- Category
- Research
- Date
- July 9, 2026
An Embry-Riddle Aeronautical University professor has conducted research showing that artificial intelligence can help students understand the writing process rather than supplant it.
“There has been so much discussion over the last few years about whether generative AI is going to totally replace writing or even learning,” said Dr. Emily Dux Speltz, assistant professor in the Department of Humanities and Communication at Embry-Riddle Worldwide and director of the Virtual Communication Lab. The research, recently published in the peer-reviewed journal Computers and Composition, “showed that students are actually able to do some really advanced and creative thinking with AI assistance,” Dux Speltz said.
The key, she said, starts with debunking common beliefs about AI. For instance, students often think that writing with AI works like a Google search. Enter a prompt, and get your answer.
In reality, though, writing with AI is not a fully automated process. It involves carefully crafting a prompt as closely aligned as possible with a specific writing objective, then fine-tuning it through multiple iterations to achieve that objective. After that, the writing must be carefully vetted for overstatements and errors, as well as style and inconsistencies.
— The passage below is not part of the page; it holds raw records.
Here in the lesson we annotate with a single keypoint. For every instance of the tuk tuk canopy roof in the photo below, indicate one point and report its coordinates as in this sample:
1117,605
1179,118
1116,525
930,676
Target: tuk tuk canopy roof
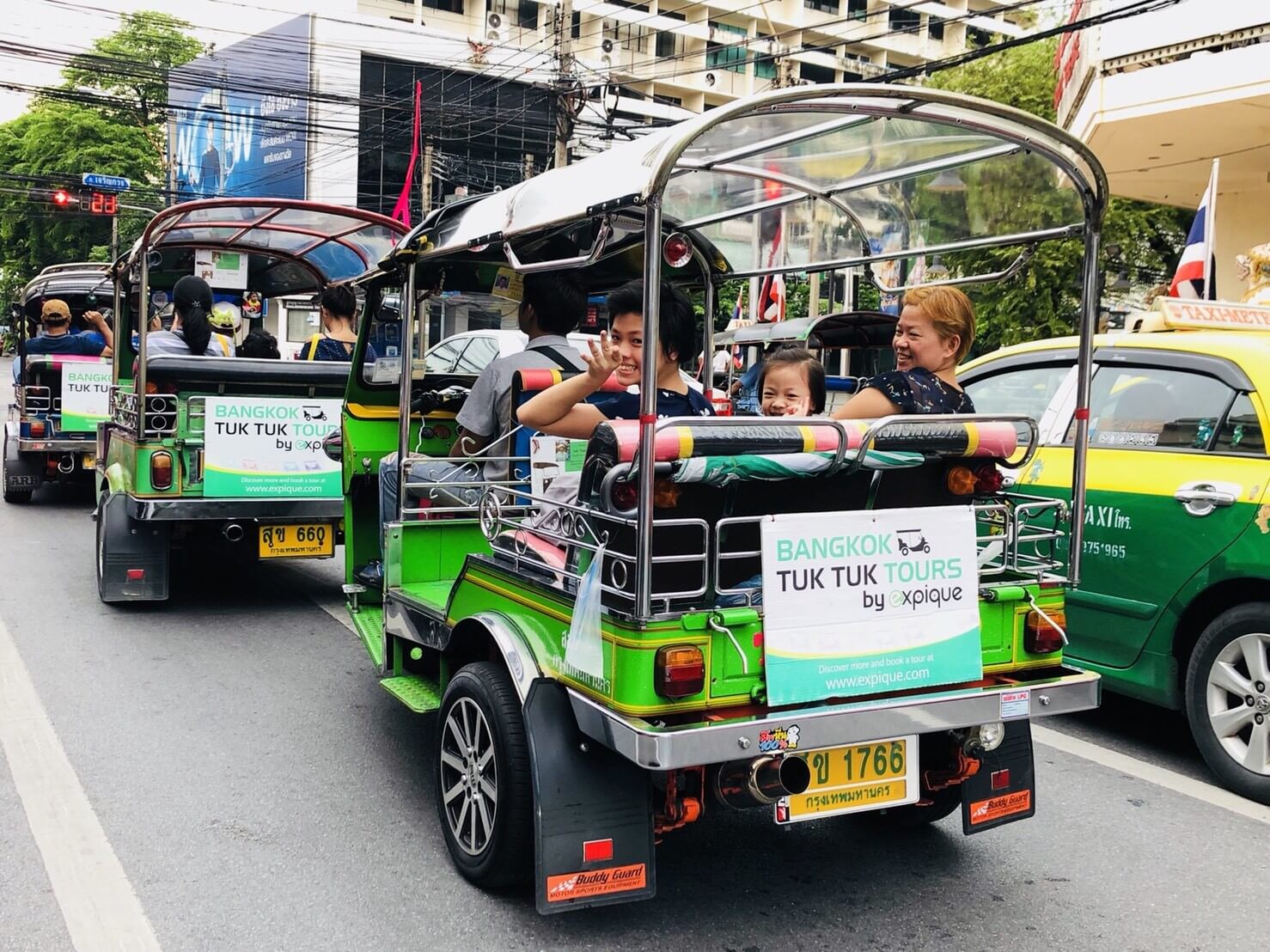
831,330
332,242
858,173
The thought process is similar to structuring a piece of writing without AI.
“We should help students see how there can be a big difference between just putting one prompt and copying the output, versus iterating with several prompts, critically evaluating the output and revising intentionally,” Dux Speltz said.
Another problematic belief about AI is that it has all the answers because of its tone of confidence and fluency.
“We should help students see how generative AI output isn’t necessarily ‘smart’ just because it may sound smart,” Dux Speltz said, adding that students’ own expertise is needed to evaluate what AI provides.
Through two experimental courses conducted in 2023 and 2024, Dux Speltz and Abram Anders, an associate professor at Dux Speltz’s alma mater, Iowa State University, developed a framework to help students use AI effectively in their writing process.
The method involved guiding students to understand what the researchers describe as three “threshold concepts,” which relate to the idea that AI cannot produce effective writing without intervention and guidance.
The concepts included:
- Writing with AI is an experimental process.
- Writing with AI requires expertise and dialogue.
- Writing with AI should augment rhetorical agency.
“One of the core ideas of threshold concepts is that once you cross over into this new level of understanding, it is impossible to go back to how you thought before,” Dux Speltz said. “What I have found is that once my students realized that AI output isn’t magical or perfect, and that it actually requires a lot of critical thought and intentional effort to design a process that facilitates effective AI assistance, they can never go back.”
One of the students who was involved in the experimental courses was quoted in the Computers and Composition publication as saying, “My ideas and creativity are the base for everything. AI is just the tool I use to execute my ideas.”
Dux Speltz, who is involved in offering Embry-Riddle minor and certificate programs in Artificial Intelligence, Ethics and Creativity, said the findings demonstrate that “professors can support students in getting to this point of being able to use these tools more effectively to support advanced thinking, learning and writing.”